Orionas, querido. É a primeira vez que revelo o nome do destinatário, nesta série de cartas que escrevo, assim: tão depressa. Porém, ninguém que porventura leia esta carta – que é sua, mas também aberta, pública – saberá quem você é. A menos que contemos.

Queria hoje lhe escrever uma carta cheia de futuro… ou mesmo: de presente. Mas devo fracassar, meu querido. Em poucos dias estaríamos nos conhecendo pessoalmente se não fosse a quarentena, a pandemia. Há poucos dias, a polícia assassinou uma criança aqui no Brasil. Negra; linda. Seu nome, Orionas, era e é: João Pedro. Ele estava já bem maior do que você, sabe? Mas ainda era só um menino… Outra criança.

Há menos dias o ex-curador de um prêmio literário nacional – que é tido como o mais importante – negaceou as tantas mortes por Covid-19 em nosso país. Ele também debochava das pessoas na fila para um auxílio emergencial do governo neste momento, Orionas, de 600 reais a cada uma… mais ou menos 450 Złotys. E falava sobre um outro abuso: exibindo seu poder de dizer sim ou não para livros e escritores, escritoras… de um jeito parcial demais. Sabe? Projetando sua pessoa acima de outras…

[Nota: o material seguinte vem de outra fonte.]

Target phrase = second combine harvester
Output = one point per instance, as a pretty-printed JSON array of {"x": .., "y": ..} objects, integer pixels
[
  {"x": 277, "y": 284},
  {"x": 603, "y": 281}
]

E há menos dias ainda, Orionas, a polícia americana assassinou George Floyd. Um homem lindo; negro como o João Pedro. O policial ficou por cima dele, apertando seu pescoço com o joelho até à morte. Pessoas em Mineápolis, sua cidade, estão queimando muitas construções; em protestos. Na cidade de João Pedro, porém, nada se queimou ainda.

Lamento que fatos assim manchem esta carta, querido. Mas confesso que quase deixei de lhe escrever esta semana, por conta destes dentre outros fatos. Sinto ser – provavelmente – o primeiro a lhe informar que… nosso mundo não é perfeito. Ironicamente, isso gera coisas ótimas, às vezes… como o cinema vívido de seu país. Contudo – é triste: injustiças, como as três que lhe conto, são produzidas em muito maior velocidade – e eficiência – que as artes que possamos desenvolver no contraponto.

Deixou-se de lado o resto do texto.